Blind Rivets: Replacing the Traditional Clinch Bolts

A rivet is usually a kind of solid mechanical permanent fastener. It comprises of a smooth barrel-shaped rod with a head at one end and the opposite end is known as ‘buck-tail’. It is available in various types, designed specially to meet various industry requirements and accessibility. These include solid round head, structural steel type, semi-tubular, blind rivets, drive, flush and friction-lock type to name a few.

Blind Rivets

During installation, the affix is inserted into an already drilled or punched hole and its tail is bucked or deformed, so that it stretches up to 1.5 times than the original shaft diameter, thereby helping the rivet be in place. You can distinguish the two ends of the fastener by yourself. While the original head is known as the factory head, the deformed part is known as the buck-tail or shop head.

The head, located on the each end of an installed bolt, efficiently supports tension loads, which are parallel to the axis of the shaft. However, it is more capable of holding shear loads, which are vertical to the axis of the shaft. Fasteners like rivets and bolts are best suited for tension applications.

Even fasteners used in traditional wooden boat building, which is one of the oldest fields of engineering, such as clinch bolts and copper nails also work on the same principle as the rivets do. However, the rivets always have advanced features and better usability and so are now highly in demand.


The blind rivets, which are also known as pop rivets, are tubular in shape and are enabled with an arbor (mandrel) at the center. The assembly of this metal piece is inserted into a pre-drilled hole by a specially designed device, which is capable of drawing the arbor into the rivet.
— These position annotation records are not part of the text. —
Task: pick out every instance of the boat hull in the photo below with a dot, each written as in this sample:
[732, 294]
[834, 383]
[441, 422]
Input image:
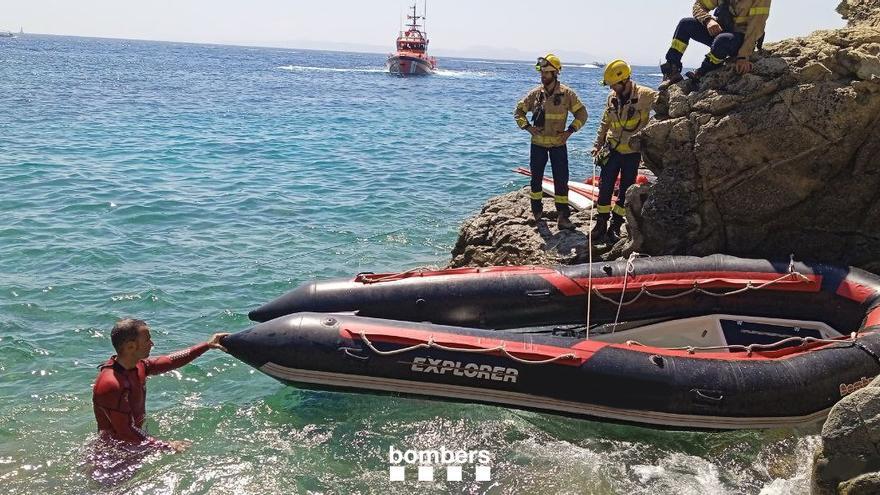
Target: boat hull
[513, 297]
[406, 65]
[566, 376]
Such kinds of fasteners feature non-locking arbors and are not ideal for fixing critical structure joints, as they may fall out due to the external vibration. In this way, a hollow rivet will be left out, featuring a less low load carrying capacity.

In addition to, they even become more prone to get spoiled because of the corrosion. The blind rivets, unlike other patterns can be easily inserted into a joint from only one side of the structure and is rather ‘blind’ at the other end.